Forum for Science, Industry and Business

Sponsored by:     3M 
Search our Site:


Sifting Through a Trillion Electrons

Berkeley researchers design strategies for extracting interesting data from massive scientific datasets
Modern research tools like supercomputers, particle colliders, and telescopes are generating so much data, so quickly, many scientists fear that soon they will not be able to keep up with the deluge.

“These instruments are capable of answering some of our most fundamental scientific questions, but it is all for nothing if we can’t get a handle on the data and make sense of it,” says Surendra Byna of the Lawrence Berkeley National Laboratory’s (Berkeley Lab’s) Scientific Data Management Group.

That’s why Byna and several of his colleagues from the Berkeley Lab’s Computational Research Division teamed up with researchers from the University of California, San Diego (UCSD), Los Alamos National Laboratory, Tsinghua University, and Brown University to develop novel software strategies for storing, mining, and analyzing massive datasets—more specifically, for data generated by a state-of-the-art plasma physics code called VPIC.

When the team ran VPIC on the Department of Energy’s National Energy Research Scientific Computing Center’s (NERSC’s) Cray XE6 “Hopper” supercomputer, they generated a three-dimensional (3D) magnetic reconnection dataset of a trillion particles. VPIC simulated the process in thousands of time-steps, periodically writing a massive 32 terabyte (TB) file to disk at specified times.

Using their tools, the researchers wrote each 32 TB file to disk in about 20 minutes, at a sustained rate of 27 gigabytes per second (GB/s). By applying an enhanced version of the FastQuery tool, the team indexed this massive dataset in about 10 minutes, then queried the dataset in three seconds for interesting features to visualize.
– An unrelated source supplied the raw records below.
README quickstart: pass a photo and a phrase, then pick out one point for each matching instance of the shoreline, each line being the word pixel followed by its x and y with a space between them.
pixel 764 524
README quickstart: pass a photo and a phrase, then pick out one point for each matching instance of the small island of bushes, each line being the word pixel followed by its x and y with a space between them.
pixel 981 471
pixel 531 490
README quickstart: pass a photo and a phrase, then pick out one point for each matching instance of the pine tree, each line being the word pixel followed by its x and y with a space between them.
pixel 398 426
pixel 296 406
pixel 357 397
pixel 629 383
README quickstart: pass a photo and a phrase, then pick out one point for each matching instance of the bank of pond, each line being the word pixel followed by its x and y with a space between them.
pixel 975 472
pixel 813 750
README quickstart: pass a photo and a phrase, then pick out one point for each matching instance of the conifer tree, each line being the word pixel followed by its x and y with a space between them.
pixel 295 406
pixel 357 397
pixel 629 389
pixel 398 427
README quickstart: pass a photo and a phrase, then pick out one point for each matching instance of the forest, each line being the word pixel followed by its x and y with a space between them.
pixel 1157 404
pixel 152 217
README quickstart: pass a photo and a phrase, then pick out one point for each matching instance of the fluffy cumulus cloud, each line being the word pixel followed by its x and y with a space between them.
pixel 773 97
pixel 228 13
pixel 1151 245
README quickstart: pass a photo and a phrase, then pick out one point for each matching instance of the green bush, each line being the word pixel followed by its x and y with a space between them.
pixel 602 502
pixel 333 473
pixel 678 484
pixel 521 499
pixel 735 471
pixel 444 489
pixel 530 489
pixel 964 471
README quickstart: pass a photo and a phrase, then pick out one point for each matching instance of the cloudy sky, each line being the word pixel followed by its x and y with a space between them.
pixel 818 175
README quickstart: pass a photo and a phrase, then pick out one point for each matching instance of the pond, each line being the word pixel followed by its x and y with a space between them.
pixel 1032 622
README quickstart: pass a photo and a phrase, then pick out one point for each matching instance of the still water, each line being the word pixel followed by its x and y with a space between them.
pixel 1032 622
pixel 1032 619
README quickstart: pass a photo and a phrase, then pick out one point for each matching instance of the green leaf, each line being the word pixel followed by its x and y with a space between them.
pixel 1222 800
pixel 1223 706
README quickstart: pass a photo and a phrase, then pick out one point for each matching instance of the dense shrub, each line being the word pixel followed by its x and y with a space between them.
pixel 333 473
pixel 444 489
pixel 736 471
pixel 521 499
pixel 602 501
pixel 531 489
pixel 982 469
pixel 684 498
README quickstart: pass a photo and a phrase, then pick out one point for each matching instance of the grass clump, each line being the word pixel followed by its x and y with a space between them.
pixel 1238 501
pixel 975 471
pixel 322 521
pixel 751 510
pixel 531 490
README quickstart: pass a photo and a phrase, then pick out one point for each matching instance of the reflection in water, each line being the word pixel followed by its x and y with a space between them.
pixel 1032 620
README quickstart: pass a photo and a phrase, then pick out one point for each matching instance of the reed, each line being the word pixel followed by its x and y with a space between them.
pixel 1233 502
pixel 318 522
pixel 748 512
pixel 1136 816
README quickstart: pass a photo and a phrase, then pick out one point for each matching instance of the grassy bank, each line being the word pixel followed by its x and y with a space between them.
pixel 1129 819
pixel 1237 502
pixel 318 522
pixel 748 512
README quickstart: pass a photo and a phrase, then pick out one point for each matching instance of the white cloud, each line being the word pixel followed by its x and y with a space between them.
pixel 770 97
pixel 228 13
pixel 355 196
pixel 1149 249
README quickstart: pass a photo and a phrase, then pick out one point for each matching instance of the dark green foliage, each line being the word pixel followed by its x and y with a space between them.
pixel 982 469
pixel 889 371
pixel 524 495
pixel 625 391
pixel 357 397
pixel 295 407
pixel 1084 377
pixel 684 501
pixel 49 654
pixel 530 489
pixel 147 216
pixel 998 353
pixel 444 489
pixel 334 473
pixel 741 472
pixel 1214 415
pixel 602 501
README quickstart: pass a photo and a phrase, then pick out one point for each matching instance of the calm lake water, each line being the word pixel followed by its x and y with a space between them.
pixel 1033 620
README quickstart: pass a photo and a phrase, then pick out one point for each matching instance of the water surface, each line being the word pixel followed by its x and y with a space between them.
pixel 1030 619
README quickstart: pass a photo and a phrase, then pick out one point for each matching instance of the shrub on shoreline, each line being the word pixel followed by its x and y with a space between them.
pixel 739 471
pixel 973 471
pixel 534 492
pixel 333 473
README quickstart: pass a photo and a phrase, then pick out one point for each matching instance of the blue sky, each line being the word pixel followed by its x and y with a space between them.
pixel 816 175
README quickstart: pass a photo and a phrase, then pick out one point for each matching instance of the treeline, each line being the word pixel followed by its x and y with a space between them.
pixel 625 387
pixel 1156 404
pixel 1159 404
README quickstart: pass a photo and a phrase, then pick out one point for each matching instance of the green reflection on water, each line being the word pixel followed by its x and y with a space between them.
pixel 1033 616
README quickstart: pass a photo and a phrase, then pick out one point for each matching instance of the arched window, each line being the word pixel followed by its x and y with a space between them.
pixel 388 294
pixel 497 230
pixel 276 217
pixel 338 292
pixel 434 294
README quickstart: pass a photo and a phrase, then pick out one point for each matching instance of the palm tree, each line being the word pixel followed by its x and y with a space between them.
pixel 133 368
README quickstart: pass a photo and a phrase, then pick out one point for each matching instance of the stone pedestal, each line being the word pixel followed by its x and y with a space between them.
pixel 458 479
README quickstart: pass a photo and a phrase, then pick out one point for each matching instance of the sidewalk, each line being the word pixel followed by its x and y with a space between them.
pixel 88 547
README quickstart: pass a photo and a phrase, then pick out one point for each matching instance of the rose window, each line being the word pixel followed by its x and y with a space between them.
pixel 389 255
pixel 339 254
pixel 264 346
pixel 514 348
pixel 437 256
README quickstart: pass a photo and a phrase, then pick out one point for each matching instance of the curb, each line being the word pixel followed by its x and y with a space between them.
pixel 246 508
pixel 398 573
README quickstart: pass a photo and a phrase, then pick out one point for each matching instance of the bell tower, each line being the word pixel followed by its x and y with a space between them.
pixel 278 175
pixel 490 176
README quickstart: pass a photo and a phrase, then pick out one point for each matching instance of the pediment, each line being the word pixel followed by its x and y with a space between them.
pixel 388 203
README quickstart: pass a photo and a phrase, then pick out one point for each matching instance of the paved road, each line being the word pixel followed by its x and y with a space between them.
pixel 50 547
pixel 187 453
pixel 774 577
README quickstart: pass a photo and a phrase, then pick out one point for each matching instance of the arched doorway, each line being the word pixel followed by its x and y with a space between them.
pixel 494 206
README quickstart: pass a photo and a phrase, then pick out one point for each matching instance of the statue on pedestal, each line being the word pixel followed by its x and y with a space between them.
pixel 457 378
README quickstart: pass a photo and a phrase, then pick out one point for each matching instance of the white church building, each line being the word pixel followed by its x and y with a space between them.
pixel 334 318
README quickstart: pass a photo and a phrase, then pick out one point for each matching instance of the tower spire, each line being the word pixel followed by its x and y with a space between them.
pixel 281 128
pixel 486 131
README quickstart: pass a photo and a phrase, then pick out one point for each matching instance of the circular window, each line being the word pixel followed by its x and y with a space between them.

“This is the first time anyone has ever queried and visualized 3D particle datasets of this size,” says Homa Karimabadi, who leads the space physics group at UCSD.

After querying a dataset of 114,875,956,837 particles for those with energy values less than 1.5, FastQuery identifies 57,740,614 particles, which are mapped on this plot. Image by Oliver Rubel, Berkeley Lab.

“Although our VPIC runs typically generate two types of data—grid and particle—we never did a whole lot with the particle data because it was really hard to extract information from a trillion particle dataset, and there was no way to sift out the useful information.”

- Homa Karimabadi, head of the space physics group at UCSD.

The Problem with Trillion Particle Datasets

Magnetic reconnection is a process where the magnetic topology in a plasma (a gas made up of charged particles) is rearranged, leading to an explosive release of energy in form of plasma jets, heated plasma, and energetic particles. Reconnection is the mechanism behind the aurora borealis (a.k.a. northern lights) and solar flares, as well as fractures in Earth’s protective magnetic field—fractures that allow energetic solar particles to seep into our planet’s magnetosphere and wreak havoc in electronics, power grids and space satellites.

According to Karimabadi, one of the major unsolved mysteries in magnetic reconnection is the conditions and details of how energetic particles are generated. But until recently, the closest that any researcher has come to studying this is by looking at 2D simulations. Although these datasets are much more manageable, containing at most only billions of particles, Karimabadi notes that lingering magnetic reconnection questions cannot be answered with 2D particle simulations alone. In fact, these datasets leave out a lot of critical information.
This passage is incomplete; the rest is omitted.